The diagram implies that ports 2, 3 & 4 are for load / store and
that ports 0 & 1 are for computation. It shows that port 0 & 1 have
both a floating point (x87 scalar? SSE scalar?) and SSE unit. Does
this mean that Core can dispatch two independent SSE instructions
per cycle (although presumably still with a 2 cycle latency)? Can
it execute independent (scalar) floating point multiply and add per
cycle?
Yes, in principle, at least for short periods of time. Other things
like loop overhead, limitations on the number of register file read
ports, decode bandwidth, floating point operand edge case stalls,
etc. can get in the way of achieving sustained 2 flop/cycle in scalar
arithmetic in real world problems.
Additionally, a lot of the optimisation literature says to avoid
instructions which generate multiple micro-ops. However, I haven't
been able to find anything which details which instructions decode
to how many micro-ops. I assume that this will probably only be
applicable to the more convoluted instructions (e.g. operating
systems support), but it would still be nice to know.

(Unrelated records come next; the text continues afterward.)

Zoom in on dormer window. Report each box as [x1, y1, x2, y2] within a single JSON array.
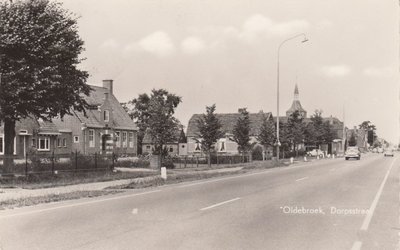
[[103, 110, 110, 122]]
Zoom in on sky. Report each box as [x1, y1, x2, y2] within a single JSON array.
[[61, 0, 400, 142]]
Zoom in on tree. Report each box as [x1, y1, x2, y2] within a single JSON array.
[[349, 132, 357, 147], [0, 0, 91, 171], [197, 104, 224, 166], [257, 115, 276, 151], [232, 108, 251, 159], [135, 89, 182, 160], [123, 89, 182, 154], [305, 110, 337, 148]]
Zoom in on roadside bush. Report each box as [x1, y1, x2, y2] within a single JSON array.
[[162, 158, 175, 169], [251, 146, 263, 161]]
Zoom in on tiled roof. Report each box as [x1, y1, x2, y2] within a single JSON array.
[[86, 86, 137, 130], [143, 129, 181, 144], [56, 86, 137, 130], [39, 121, 60, 134], [187, 112, 271, 137]]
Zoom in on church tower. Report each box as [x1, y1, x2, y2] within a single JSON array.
[[286, 83, 307, 118]]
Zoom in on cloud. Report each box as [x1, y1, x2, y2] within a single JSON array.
[[181, 36, 206, 55], [125, 30, 175, 57], [322, 64, 351, 77], [316, 19, 333, 30], [239, 14, 310, 41], [99, 38, 119, 50], [363, 67, 396, 77]]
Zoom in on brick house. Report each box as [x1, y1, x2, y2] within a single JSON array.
[[187, 110, 272, 155], [0, 80, 137, 158]]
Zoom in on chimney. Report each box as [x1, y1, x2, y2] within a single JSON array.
[[103, 80, 113, 94]]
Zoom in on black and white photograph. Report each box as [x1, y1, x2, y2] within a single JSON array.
[[0, 0, 400, 250]]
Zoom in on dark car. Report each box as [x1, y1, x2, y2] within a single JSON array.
[[344, 147, 361, 160]]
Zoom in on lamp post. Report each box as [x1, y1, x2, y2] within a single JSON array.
[[275, 33, 308, 161]]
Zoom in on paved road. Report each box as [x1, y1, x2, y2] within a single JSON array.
[[0, 154, 400, 250]]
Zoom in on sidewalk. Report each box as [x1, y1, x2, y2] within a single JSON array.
[[0, 167, 242, 202]]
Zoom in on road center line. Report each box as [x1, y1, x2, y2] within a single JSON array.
[[296, 176, 308, 181], [360, 159, 396, 231], [200, 197, 240, 211], [351, 241, 362, 250]]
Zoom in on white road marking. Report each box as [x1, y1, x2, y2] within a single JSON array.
[[200, 197, 240, 211], [351, 241, 362, 250], [178, 170, 271, 188], [360, 159, 396, 231], [0, 190, 162, 219], [296, 176, 308, 181]]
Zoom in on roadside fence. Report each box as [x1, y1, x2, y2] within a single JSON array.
[[0, 151, 136, 176]]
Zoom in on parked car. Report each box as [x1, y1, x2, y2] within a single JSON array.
[[383, 148, 394, 157], [344, 147, 361, 161], [307, 149, 324, 157]]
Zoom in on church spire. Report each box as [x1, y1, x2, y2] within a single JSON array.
[[294, 82, 299, 101]]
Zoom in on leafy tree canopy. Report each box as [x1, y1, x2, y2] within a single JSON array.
[[232, 108, 252, 153], [0, 0, 91, 172], [0, 0, 90, 121], [129, 89, 182, 154], [126, 89, 182, 153], [257, 115, 276, 147], [197, 104, 224, 153]]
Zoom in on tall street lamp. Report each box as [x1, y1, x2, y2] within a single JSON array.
[[276, 33, 308, 161]]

That is not a good assumption. If you play around with Shark a bit,
you'll notice that there are PMCs for instructions retired and µops
retired.
Also, are there plans to release documentation about optimising for
the Intel architecture? By which I mean something comparable to the
current copious (and excellent) Altivec documentation.
Hmmm... I think maybe that falls under the area of questions about
future products. I can certainly tell you that we understand the
value of such documentation, needing that sort of info ourselves to
vectorize/optimize our own code! There is some stuff up already...